Google Cans Comment Spam
fthiess writes "Comment spam is in many ways even more annoying than regular email spam, since you generally have to do more than just hit the delete button to get rid of it. Its defining characteristic is that spammers abuse websites where the public can add content (blogs, wikis, forums, and even top referrer lists) to increase their own ranking in search engines. It seems, however, that the days of content spam are numbered: today Google announced that, in partnership with MSN Search and Yahoo!, that they have implemented a way to block content spam." (More below.)
"Briefly, you just change your blogging/wiki/forum/etc. software so that any hyperlinks in publicly-contributed text have a new rel=nofollow attribute added to any anchor tags. Google, MSN, and Yahoo! will now no longer index any such links, so the motive for content spamming disappears. Especially hopeful is the fact that a slew of makers of blogging software, including Six Apart, have announced they are supporting the new attribute."

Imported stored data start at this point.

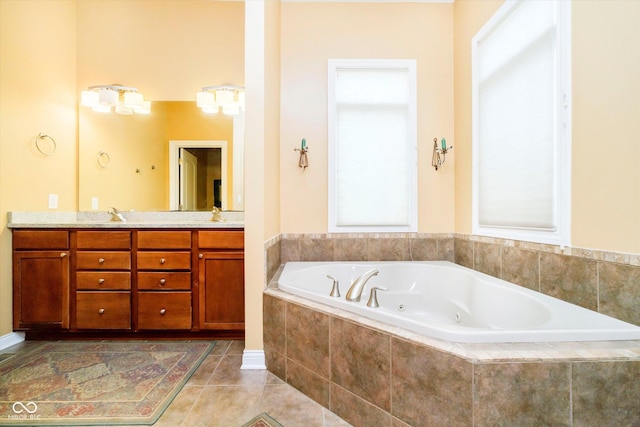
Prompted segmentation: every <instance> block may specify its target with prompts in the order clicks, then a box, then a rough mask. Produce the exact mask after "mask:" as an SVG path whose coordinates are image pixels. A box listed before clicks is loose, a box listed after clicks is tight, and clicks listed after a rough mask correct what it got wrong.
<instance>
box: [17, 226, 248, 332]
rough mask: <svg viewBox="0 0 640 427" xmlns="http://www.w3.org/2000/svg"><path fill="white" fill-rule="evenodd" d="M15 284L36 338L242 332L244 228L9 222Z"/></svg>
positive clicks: (24, 317) (17, 303)
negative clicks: (43, 229)
mask: <svg viewBox="0 0 640 427" xmlns="http://www.w3.org/2000/svg"><path fill="white" fill-rule="evenodd" d="M13 292H14V329H15V330H23V331H26V332H27V335H28V337H31V338H35V339H42V338H45V339H51V338H68V337H72V336H77V337H82V336H87V337H106V338H117V337H151V338H154V337H181V338H189V337H192V336H193V337H196V336H197V337H206V338H218V337H220V338H223V337H224V338H240V337H242V336H243V333H244V231H243V230H242V229H207V230H202V229H184V228H176V229H166V228H161V229H145V228H143V229H136V228H135V227H131V228H125V229H122V228H115V227H114V228H106V229H104V228H100V229H92V228H90V227H87V228H69V229H56V230H42V229H15V230H13ZM51 331H53V332H51ZM56 331H58V332H56Z"/></svg>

It certainly will help filtering some of the spam sites out of Google rank and so on, but the links will still be there in blog comments, bulletin boards, etc. The Googlebot will not follow the links, but human readers won't see the NOFOLLOW tag - and they'll click. It means that moderators still have manual work to do.

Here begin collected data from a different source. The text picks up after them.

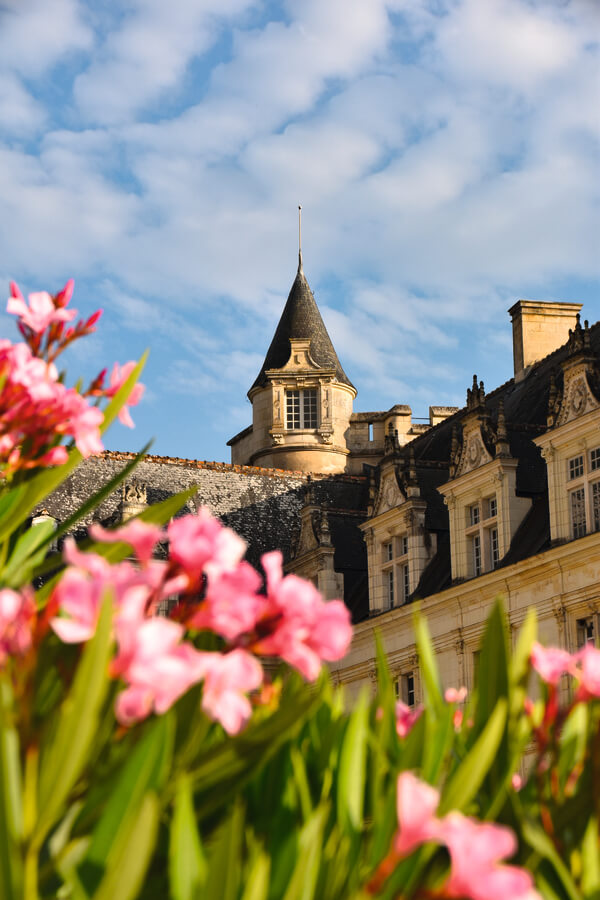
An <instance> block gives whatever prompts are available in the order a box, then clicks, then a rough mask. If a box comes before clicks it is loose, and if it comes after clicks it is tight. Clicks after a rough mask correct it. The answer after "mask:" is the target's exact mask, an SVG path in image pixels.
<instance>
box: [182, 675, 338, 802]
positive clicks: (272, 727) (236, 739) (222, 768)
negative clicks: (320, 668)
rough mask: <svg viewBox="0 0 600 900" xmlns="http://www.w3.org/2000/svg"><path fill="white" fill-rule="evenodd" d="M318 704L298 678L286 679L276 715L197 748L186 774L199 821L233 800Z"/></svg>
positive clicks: (295, 731)
mask: <svg viewBox="0 0 600 900" xmlns="http://www.w3.org/2000/svg"><path fill="white" fill-rule="evenodd" d="M319 702H320V698H319V693H318V691H314V690H311V689H309V688H308V687H307V686H306V685H305V684H304V683H303V682H302V681H301V680H300V679H299V678H296V677H292V678H290V680H289V682H288V684H287V685H286V689H285V690H284V692H283V694H282V697H281V703H280V706H279V709H278V710H277V712H275V713H274V714H273V715H271V716H270V717H269V718H268V719H264V720H262V721H259V722H257V723H252V722H251V723H250V724H249V725H248V726H247V728H246V730H245V731H243V732H242V733H241V734H240V735H238V736H237V737H235V738H227V739H225V740H223V742H222V743H219V744H217V745H213V746H210V745H209V746H208V747H206V748H204V747H201V748H200V752H199V754H198V756H197V758H196V761H195V765H194V767H193V768H192V769H191V771H190V777H191V779H192V783H193V786H194V794H195V796H196V798H197V799H198V800H199V802H198V803H197V804H196V808H197V813H198V816H199V817H200V818H205V817H207V816H209V815H211V814H212V813H213V812H214V811H215V810H217V809H220V808H222V807H223V806H225V805H226V804H227V803H228V802H229V801H230V800H231V799H232V797H234V796H236V794H238V793H239V791H240V790H241V787H242V786H243V785H244V784H246V783H247V781H248V780H249V779H250V778H251V777H252V775H253V774H254V773H255V772H257V771H258V770H259V769H261V768H263V767H264V766H265V765H266V763H267V762H268V761H269V760H270V759H271V758H272V757H273V756H274V755H275V753H276V752H277V751H278V749H279V748H280V747H281V745H282V744H284V743H285V742H286V741H287V740H289V739H290V737H291V736H292V735H294V734H297V732H298V731H299V730H300V728H301V727H302V725H303V723H304V722H305V721H306V718H307V717H308V715H309V714H310V713H311V712H312V711H313V710H314V709H315V708H316V707H317V706H318V704H319Z"/></svg>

Well, since MSN Search seems to apply the same policy as Google it would do them no good either.
Does HTML/XHTML allow "rel" attributes on links? And if so, is "nofollow" an allowed value for that tag?
The Tao of math: The numbers you can count are not the real numbers.
Slashdot could implement something like this, it would make article comments meaningful again.
--- "When I think back on all the crap I learned in high school, it's a wonder I can think at all..."
I'm not really into blogging so I don't know how big of a problem this is. I get some spam in my guestbook, which I promptly remove. The spam iteself is what's really irritaing, not the potential "elevating" of the spamvertised site in search-engines, where I've never personally run across one that I can remember.
Am I correct in assuming that these sites pops up and down relatively often? Maybe it'd be possible to use temporal component to the rating. Say if the link points to a site which was just registered two days ago, it's given a very very low weight, and then you ramp up as time goes by. As spam gets deleted from blogs and guestbooks, time would work against these spammers. Or? I dunno.
Belief is the currency of delusion.
Actually, are there any plugins already in existence that modify the appearance of a link based on a regexp match?